以下是一个使用MNIST数据集实现多分类逻辑回归的示例代码：

import torch
import torch.nn as nn
import torch.optim as optim
from torchvision.datasets import MNIST
from torchvision.transforms import ToTensor
from torch.utils.data import DataLoader
from sklearn.preprocessing import StandardScaler

# Load MNIST dataset
train_dataset = MNIST(root='./data', train=True, transform=ToTensor(), download=True)
test_dataset = MNIST(root='./data', train=False, transform=ToTensor(), download=True)

# Preprocess data
scaler = StandardScaler()
X_train = scaler.fit_transform(train_dataset.data.reshape(-1, 784).numpy())
y_train = train_dataset.targets.numpy()
X_test = scaler.transform(test_dataset.data.reshape(-1, 784).numpy())
y_test = test_dataset.targets.numpy()

# Define logistic regression model
class LogisticRegression(nn.Module):
    def __init__(self):
        super(LogisticRegression, self).__init__()
        self.linear = nn.Linear(784, 10)

    def forward(self, x):
        x = self.linear(x)
        x = torch.softmax(x, dim=1)
        return x

# Train logistic regression model
model = LogisticRegression()
criterion = nn.CrossEntropyLoss()
optimizer = optim.SGD(model.parameters(), lr=0.1)

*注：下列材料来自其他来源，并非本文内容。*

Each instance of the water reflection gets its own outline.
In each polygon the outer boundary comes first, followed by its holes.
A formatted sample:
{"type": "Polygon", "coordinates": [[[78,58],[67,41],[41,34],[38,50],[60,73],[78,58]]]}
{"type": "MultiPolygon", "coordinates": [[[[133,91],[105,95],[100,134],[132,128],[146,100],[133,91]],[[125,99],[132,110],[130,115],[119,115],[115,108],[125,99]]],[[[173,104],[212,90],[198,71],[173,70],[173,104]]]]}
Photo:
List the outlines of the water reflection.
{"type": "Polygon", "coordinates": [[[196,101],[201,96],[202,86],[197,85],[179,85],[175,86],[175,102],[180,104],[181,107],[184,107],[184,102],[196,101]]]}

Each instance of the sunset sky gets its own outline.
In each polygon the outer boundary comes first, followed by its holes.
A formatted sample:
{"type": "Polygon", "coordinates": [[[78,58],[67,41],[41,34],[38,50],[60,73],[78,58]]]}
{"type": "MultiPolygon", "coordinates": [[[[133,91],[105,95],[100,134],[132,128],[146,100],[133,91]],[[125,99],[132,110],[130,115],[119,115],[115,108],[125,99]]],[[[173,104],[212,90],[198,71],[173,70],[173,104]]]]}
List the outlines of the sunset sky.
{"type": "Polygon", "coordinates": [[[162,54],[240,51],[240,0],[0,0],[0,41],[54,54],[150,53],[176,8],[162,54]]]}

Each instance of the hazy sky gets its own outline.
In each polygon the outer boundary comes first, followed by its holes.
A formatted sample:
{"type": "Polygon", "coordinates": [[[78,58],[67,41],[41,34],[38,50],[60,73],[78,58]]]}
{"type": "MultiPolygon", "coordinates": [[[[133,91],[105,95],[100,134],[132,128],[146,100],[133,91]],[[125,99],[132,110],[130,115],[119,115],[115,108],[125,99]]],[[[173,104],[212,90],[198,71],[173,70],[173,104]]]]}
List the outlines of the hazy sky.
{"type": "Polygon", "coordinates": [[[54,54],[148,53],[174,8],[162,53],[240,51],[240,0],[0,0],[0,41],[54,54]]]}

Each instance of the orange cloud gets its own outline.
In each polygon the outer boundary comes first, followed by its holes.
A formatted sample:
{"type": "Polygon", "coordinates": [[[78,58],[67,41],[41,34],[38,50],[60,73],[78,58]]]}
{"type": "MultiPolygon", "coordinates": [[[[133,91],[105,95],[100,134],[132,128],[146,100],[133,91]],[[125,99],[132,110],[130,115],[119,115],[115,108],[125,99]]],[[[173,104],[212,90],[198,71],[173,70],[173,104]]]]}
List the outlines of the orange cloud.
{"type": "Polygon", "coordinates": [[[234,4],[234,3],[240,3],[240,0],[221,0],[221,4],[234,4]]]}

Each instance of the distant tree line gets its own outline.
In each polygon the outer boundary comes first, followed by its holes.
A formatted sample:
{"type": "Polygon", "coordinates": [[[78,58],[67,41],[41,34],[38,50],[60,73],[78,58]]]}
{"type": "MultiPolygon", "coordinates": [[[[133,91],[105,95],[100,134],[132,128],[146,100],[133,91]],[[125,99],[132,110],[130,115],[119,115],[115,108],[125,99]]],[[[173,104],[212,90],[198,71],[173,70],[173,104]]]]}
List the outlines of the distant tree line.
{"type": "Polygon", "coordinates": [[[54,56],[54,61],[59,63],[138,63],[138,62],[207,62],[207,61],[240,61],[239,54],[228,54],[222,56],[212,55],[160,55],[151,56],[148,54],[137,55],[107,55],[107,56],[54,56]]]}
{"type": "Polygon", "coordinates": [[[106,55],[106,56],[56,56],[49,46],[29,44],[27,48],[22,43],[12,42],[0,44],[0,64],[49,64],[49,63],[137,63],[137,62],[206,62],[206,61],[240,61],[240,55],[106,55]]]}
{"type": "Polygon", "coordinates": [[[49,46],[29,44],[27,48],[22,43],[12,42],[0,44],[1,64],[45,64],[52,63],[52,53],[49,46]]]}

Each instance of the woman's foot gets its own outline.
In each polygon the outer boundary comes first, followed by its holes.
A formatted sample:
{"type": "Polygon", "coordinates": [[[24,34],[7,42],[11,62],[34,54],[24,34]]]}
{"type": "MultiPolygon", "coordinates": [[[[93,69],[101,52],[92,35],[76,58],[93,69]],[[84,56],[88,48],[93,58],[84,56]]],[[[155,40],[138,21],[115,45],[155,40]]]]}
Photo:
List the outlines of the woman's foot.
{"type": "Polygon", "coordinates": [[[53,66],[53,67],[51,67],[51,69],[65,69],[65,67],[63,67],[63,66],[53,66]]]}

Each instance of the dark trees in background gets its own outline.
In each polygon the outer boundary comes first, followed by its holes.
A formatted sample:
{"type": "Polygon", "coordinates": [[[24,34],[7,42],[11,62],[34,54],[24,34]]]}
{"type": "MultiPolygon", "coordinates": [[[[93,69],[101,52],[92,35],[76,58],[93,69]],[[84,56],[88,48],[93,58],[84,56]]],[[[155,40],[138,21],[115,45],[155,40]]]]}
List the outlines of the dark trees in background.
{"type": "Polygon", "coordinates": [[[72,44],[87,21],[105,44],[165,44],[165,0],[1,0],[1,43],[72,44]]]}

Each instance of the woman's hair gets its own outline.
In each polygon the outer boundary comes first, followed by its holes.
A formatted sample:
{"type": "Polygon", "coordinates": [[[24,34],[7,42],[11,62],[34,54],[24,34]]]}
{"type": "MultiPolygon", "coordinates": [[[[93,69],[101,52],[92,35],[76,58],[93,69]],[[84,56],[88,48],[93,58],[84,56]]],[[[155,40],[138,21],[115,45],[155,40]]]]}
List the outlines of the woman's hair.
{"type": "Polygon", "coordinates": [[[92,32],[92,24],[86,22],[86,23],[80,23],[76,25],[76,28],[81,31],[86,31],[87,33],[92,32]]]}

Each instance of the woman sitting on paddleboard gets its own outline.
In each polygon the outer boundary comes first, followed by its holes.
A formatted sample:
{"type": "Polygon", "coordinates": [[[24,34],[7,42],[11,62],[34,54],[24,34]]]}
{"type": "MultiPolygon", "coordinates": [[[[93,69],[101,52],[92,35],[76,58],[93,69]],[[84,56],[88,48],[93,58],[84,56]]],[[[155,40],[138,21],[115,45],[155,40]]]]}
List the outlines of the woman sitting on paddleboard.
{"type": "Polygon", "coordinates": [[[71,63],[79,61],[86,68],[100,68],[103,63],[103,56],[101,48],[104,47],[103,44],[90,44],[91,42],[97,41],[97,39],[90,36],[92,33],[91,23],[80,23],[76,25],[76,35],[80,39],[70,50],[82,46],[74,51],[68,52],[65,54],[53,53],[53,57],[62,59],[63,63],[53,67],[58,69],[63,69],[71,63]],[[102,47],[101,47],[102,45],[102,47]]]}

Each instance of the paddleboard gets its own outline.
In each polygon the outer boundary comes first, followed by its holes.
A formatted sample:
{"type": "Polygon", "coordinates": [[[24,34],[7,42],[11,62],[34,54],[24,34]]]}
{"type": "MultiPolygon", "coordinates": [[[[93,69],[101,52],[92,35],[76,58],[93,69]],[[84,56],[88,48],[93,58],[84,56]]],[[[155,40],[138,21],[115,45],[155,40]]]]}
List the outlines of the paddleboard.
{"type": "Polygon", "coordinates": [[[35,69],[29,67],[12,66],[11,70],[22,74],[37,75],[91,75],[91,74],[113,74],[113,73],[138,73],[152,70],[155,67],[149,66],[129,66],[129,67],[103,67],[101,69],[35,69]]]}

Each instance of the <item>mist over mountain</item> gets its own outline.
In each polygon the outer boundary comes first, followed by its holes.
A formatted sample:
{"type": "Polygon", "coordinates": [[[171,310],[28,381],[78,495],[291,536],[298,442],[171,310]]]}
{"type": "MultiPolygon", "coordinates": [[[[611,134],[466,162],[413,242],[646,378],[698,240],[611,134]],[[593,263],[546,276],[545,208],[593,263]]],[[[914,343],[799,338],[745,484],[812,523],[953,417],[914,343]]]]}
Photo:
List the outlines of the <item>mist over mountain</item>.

train_loader = DataLoader(train_dataset, batch_size=64, shuffle=True)
test_loader = DataLoader(test_dataset, batch_size=64, shuffle=False)

for epoch in range(10):
    for i, (images, labels) in enumerate(train_loader):
        optimizer.zero_grad()
        images = images.view(-1, 784)
        labels = labels
        y_pred = model(images)
        loss = criterion(y_pred, labels)
        loss.backward()
        optimizer.step()

# Test logistic regression model
correct = 0
total = 0
with torch.no_grad():
    for images, labels in test_loader:
        images = images.view(-1, 784)
        labels = labels
        y_pred = model(images)
        _, predicted = torch.max(y_pred.data, 1)
        total += labels.size(0)
        correct += (predicted == labels).sum().item()

print('Accuracy:', correct / total)

在这个示例中，我们首先加载MNIST数据集，并对数据进行预处理。然后，我们定义一个LogisticRegression类来实现多分类逻辑回归模型。在训练过程中，我们使用交叉熵损失函数和随机梯度下降优化器来训练模型。在测试过程中，我们使用训练好的模型对测试集进行预测，并计算模型的准确率。

总结

在本文中，我们介绍了如何使用PyTorch实现逻辑回归，并提供了两个示例说明。这些技术对于在深度学习中进行分类任务非常有用。